I think I'm onto something here. Off to see my IP lawyer tomorrow (heck if British Telecom could attempt to patent the hyperlink, surely there's room for a patent on "who gives a monkey's"?).


And so there you have it. Happy (belated) Blogday to me.

For those of you (the majority) who've been spared the dubious benefit of "enjoying" this thing since day one, here are a few choice links from the archives that might still be worth reading (IMHO, YMMV, usual disclaimers apply, etc.):

The piece that got me blogging in the first place. Originally written as part of a tribute project for my parents' 40th Wedding Anniversary. I shared this with a handful of close friends - a few of whom encouraged me to post it online somewhere, along with some of the other long, ranty pieces I'd been posting to the original Cluetrain email list. All of which led, in a roundabout way, to me launching this blog - so that I'd have somewhere to store my rants and soppy bits. (posted March 2, 2001)

An article from 2001 on the sheer inanity of most tech PR - sad to note that so little has changed in the intervening years (although I think my writing, at least, has improved considerably since I wrote this piece).

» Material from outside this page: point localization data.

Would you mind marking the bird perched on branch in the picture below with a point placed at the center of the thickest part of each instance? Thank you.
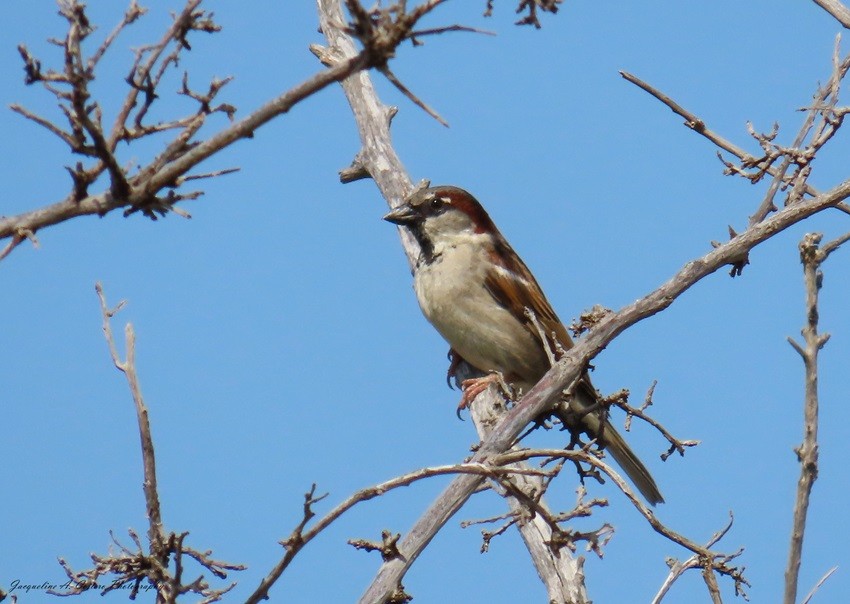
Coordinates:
(478, 293)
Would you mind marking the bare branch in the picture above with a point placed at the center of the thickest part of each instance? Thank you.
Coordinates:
(812, 256)
(837, 10)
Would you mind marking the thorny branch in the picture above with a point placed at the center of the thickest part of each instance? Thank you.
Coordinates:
(812, 255)
(141, 189)
(733, 252)
(135, 567)
(621, 399)
(301, 535)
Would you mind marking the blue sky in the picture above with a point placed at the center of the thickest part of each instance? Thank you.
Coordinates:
(280, 344)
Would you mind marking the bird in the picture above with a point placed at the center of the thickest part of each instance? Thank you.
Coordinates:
(483, 300)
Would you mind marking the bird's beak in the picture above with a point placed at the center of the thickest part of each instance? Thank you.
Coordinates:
(403, 215)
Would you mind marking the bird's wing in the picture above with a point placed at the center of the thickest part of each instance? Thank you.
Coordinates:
(514, 287)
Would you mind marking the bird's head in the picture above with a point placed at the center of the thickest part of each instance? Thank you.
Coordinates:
(443, 216)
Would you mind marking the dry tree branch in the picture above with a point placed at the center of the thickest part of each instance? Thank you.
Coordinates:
(704, 557)
(817, 586)
(569, 368)
(811, 256)
(764, 166)
(301, 535)
(135, 566)
(143, 189)
(377, 159)
(562, 574)
(837, 10)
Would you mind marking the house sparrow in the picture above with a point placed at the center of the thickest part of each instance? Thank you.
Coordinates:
(477, 292)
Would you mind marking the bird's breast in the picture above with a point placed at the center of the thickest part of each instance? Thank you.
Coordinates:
(453, 298)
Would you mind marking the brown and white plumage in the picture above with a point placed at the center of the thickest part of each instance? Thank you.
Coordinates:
(474, 289)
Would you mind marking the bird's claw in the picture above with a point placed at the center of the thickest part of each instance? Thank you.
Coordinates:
(475, 386)
(454, 362)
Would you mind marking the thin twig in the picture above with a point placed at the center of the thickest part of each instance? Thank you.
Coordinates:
(812, 256)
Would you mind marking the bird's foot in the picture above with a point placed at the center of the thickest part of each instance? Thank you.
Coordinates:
(475, 386)
(454, 362)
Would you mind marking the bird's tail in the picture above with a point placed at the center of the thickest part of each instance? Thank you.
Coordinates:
(615, 444)
(589, 419)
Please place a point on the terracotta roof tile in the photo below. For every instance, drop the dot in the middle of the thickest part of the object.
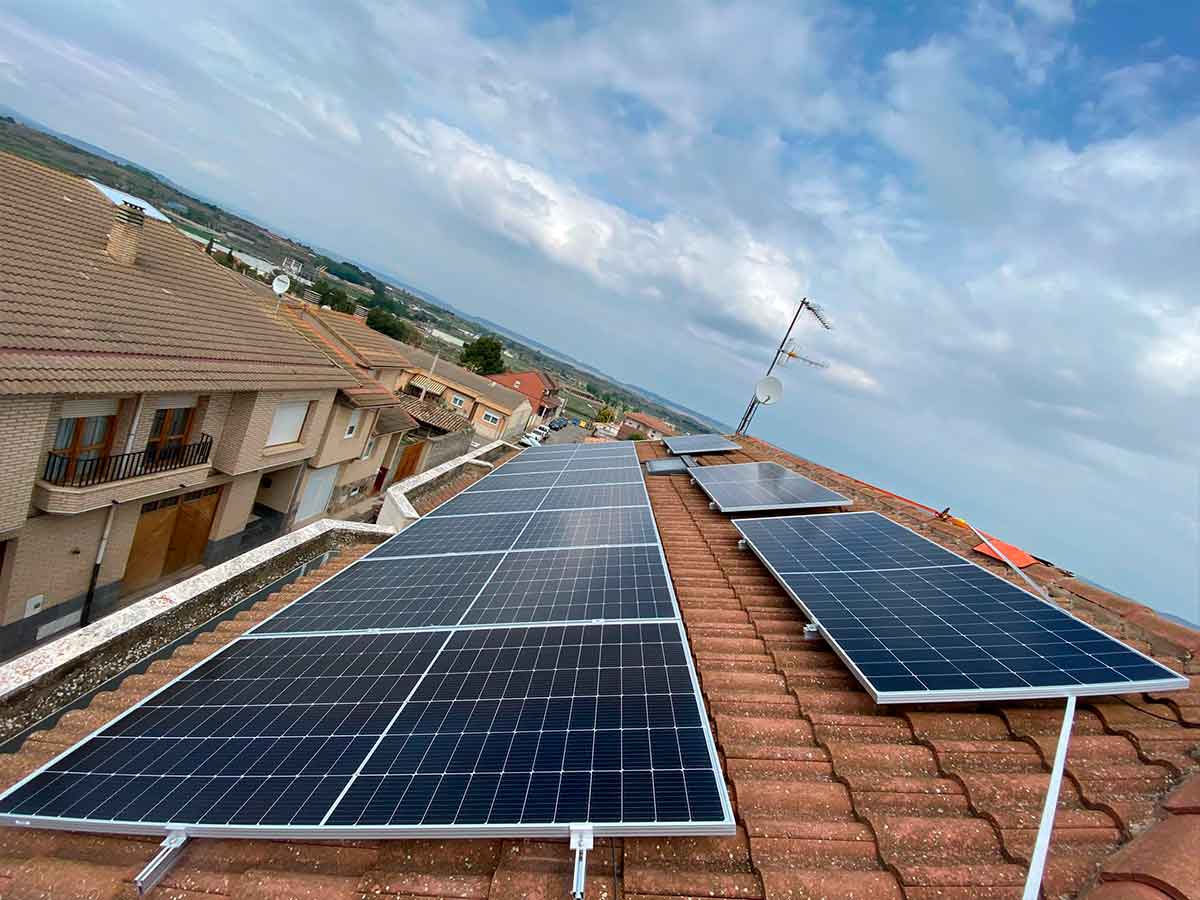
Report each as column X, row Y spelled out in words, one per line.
column 73, row 321
column 834, row 796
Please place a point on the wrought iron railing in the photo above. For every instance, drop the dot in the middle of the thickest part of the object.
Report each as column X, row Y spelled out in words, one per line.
column 67, row 472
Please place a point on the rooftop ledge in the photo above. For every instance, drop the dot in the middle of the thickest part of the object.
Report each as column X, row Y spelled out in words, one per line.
column 61, row 655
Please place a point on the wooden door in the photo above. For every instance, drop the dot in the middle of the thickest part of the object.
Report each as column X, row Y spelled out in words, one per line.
column 150, row 540
column 190, row 535
column 409, row 460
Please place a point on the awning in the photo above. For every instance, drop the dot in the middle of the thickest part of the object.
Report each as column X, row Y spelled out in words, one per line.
column 429, row 385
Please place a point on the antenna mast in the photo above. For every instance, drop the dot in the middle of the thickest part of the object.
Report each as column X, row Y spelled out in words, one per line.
column 785, row 352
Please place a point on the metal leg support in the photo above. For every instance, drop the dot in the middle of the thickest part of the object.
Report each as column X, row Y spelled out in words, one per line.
column 1038, row 862
column 157, row 868
column 581, row 843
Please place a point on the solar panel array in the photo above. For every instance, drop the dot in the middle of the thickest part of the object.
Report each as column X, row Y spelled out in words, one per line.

An early rant on the topic of blogging and PR (posted April 16, 2003)

Two old links to things I still find beautiful and appealing examples of the best of the Web, for very different reasons:

The Fibonacci Series explained.
A joyous, lovely dancing thing.

An entertaining little exercise in Unigoogling that could use an update. Volunteers? (posted April 13, 2003)

The famous "Moen faucet" post that still draws visitors to this blog from all over the place, four and a half years later. (Caution - very long, very tedious rant. If you're planning to read the whole thing; bring your lunch. Posted November 7, 2002)

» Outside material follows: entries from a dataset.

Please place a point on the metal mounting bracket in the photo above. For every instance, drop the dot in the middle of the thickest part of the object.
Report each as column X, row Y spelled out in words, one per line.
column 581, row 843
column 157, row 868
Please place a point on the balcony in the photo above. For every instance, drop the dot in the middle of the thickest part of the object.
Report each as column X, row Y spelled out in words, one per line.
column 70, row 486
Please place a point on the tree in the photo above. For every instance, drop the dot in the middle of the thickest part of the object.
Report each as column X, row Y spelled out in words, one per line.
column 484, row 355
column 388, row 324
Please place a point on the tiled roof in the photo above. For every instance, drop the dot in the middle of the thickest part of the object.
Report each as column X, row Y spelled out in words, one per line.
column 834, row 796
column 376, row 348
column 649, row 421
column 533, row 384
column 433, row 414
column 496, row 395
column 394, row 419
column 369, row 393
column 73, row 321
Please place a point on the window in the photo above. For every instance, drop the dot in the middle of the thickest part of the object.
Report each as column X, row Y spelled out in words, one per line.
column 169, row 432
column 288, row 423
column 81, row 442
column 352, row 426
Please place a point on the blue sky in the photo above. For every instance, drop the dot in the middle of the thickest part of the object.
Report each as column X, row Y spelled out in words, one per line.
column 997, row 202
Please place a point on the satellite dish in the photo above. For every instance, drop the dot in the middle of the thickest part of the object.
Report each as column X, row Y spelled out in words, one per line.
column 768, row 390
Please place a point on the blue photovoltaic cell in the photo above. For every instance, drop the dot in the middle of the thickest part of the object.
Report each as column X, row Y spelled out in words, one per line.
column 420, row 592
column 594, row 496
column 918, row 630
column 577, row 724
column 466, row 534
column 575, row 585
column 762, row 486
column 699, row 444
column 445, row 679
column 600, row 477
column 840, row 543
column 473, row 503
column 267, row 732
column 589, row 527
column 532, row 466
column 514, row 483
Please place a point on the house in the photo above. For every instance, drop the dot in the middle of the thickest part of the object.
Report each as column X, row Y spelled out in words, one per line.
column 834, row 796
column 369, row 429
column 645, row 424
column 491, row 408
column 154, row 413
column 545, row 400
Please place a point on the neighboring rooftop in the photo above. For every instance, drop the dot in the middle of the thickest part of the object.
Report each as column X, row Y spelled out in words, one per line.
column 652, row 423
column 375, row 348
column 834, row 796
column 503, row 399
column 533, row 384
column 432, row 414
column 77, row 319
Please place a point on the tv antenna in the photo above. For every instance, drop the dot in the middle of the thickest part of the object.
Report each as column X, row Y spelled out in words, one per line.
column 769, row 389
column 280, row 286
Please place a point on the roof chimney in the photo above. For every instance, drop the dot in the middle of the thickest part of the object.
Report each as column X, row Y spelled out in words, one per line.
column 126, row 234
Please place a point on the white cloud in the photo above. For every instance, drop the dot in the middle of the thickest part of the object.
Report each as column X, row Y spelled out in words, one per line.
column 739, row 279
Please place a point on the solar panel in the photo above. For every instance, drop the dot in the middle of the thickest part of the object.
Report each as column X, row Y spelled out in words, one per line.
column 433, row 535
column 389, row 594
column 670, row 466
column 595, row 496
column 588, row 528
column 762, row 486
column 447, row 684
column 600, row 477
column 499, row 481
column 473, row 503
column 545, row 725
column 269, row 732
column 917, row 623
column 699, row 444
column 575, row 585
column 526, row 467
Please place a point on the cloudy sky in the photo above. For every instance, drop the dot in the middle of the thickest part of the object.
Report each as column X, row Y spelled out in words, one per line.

And finally, a link from my "drafts" folder that never did manage to make it into a full post. Back in 2002, I wrote about an early, utterly horrible example of a faked "authentic voice" campaign put together by Microsoft's PR people, pointing to this piece in the New York Times.

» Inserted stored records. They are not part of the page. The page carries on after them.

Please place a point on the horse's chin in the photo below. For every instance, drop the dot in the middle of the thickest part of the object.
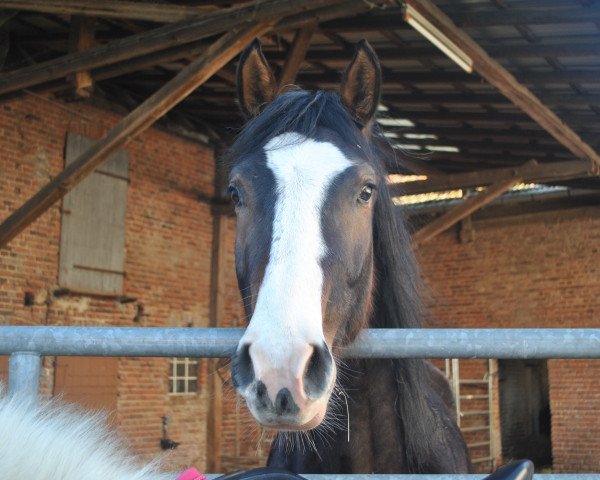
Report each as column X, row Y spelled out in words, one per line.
column 313, row 423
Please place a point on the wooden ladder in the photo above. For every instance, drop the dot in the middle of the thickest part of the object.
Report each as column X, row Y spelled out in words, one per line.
column 474, row 411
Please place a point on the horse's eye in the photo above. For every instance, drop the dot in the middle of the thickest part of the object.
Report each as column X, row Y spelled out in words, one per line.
column 234, row 195
column 365, row 194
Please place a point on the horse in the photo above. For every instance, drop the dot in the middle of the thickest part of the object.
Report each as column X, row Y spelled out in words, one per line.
column 50, row 440
column 320, row 254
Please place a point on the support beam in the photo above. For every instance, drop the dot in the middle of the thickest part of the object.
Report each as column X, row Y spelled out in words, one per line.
column 505, row 82
column 471, row 204
column 154, row 40
column 530, row 172
column 82, row 39
column 296, row 55
column 578, row 46
column 152, row 12
column 218, row 288
column 173, row 92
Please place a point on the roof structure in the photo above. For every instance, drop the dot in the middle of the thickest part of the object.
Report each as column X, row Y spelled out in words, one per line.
column 528, row 110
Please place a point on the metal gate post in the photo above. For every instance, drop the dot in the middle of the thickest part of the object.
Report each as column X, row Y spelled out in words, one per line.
column 24, row 374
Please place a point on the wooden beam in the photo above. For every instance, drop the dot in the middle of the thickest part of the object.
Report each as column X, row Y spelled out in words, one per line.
column 153, row 12
column 416, row 166
column 382, row 20
column 296, row 55
column 530, row 172
column 173, row 92
column 193, row 49
column 505, row 82
column 218, row 289
column 347, row 8
column 154, row 40
column 579, row 46
column 82, row 39
column 471, row 204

Not quite sure why it never made it out of the drafts folder, but the original NYT story is still well worth reading. Lest we forget. Interesting to think that if this thing had transpired a year or so later, it would probably have been a fake blog, not just a fake online testimonial.

And in case you're wondering - yes, Tuesday's root canal was indeed a grim experience, but I'm feeling a lot better now, thanks.